The Last Hundred Days

The eight years of the Bush administration have been, if nothing else, full of events of significance and import. Who would have thought that the last hundred days might qualify as the most important period in his presidency? What is the opposite of a lame duck? A healthy duck? A super duck? Bush is going out the only way he knows how to, putting congress between a rock and a hard place, and squeezing out yet more authority for the presidency and the unified executive, with the Democrats once again faced with the challenge of being seen as either partisan spoilsports or dupes. Finally after many election cycles of talking about it, we finally have an October (okay, a late September) Surprise, and both presidential candidates are, well, surprised. Who would ever have thought that a fundamental crisis in capitalism could so help the capitalists? But that is perhaps the basic problem with this $700 billion bailout; when capitalism fails, and you cannot conceive of any alternative, the only thing you can do is help the capitalists.

And Bush ends his administration being compared to the president he is probably least like, FDR. So what New Deal analogy do you want to make? Shall I liken the toxic collateralized mortgage securities bailout to, the NRA? The RFC? The HOLC? The TVA? There really doesn’t seem to anything quite like the current bailout in Roosevelt’s armamentarium of social programs. Perhaps the AAA is the closest analogy, where the government intervened with a complex series of price supports to keep farmers down on the farm; but of course now instead of supporting dirt poor farmers, we are providing financial support to filthy rich bankers. The principle is the same, I suppose.
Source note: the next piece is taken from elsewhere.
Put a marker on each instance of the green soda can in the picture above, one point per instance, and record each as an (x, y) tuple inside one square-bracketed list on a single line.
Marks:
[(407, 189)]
And like the NRA, the worst of the New Deal programs, its basic purpose seems to be to “stabilize” the existing structure of American industry, with all of its inequalities and inequities. This seems fundamentally misconceived; the goal of the government should be to keep lending and credit available to all who need it; it should not be keep in place the bankers and the current banking system. The basic problem seems to be that, to coin a phrase, in for a penny, in for a pound. You can’t half takeover the banking system. Banking companies should be compelled to participate in the bailout, whether they want to or not, and there should be general limits on compensation. Nationalize the banking system. Look the whole point of capitalism is that you have to pay for your failures. Socialism is nature's way of saying that capitalism has failed and visa versa.)

Or alternatively, follow the advice of some conservatives who say the crisis talk is overblown, and let the market take its own course, with a much smaller intervention for some financial institutions that really need the help. I do think that the market can largely sort this out, and the $700 billion (and a renationalized Freddy and Fannie) should be used, like the TVA, in creating a government funding alternative to the banking system that is superior to the private system. And lets spend much more on creating limited equity cooperatives and superior public housing so families would not feel compelled to spend above their heads to purchase a home.
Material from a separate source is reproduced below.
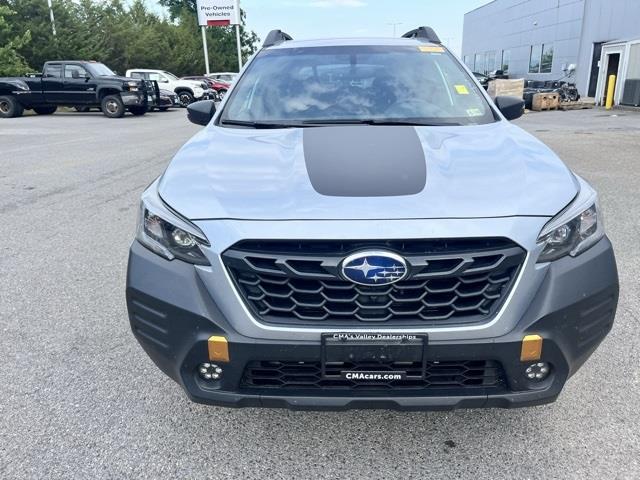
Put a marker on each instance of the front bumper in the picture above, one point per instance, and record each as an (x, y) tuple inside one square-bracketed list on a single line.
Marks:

I am increasingly skeptical of whether this plan is needed, and whether the situation is really as dire as it is being painted by Paulson. Democrats need to stand their ground, and take their time. At an absolute minimum, the stance has to be, as Krugman says “no equity stake, no deal.” The ultimate lesson of the New Deal is, I think, that massive government intervention in the economy without a concomitant massive restructuring of the economy is doomed to failure. We need to take over the banks, in whole or in part. (Oh, and by the way, if John McCain doesn’t vote for the final package, neither should any Democrat.) What is at stake is not merely the future of the economy, but our future as a democracy.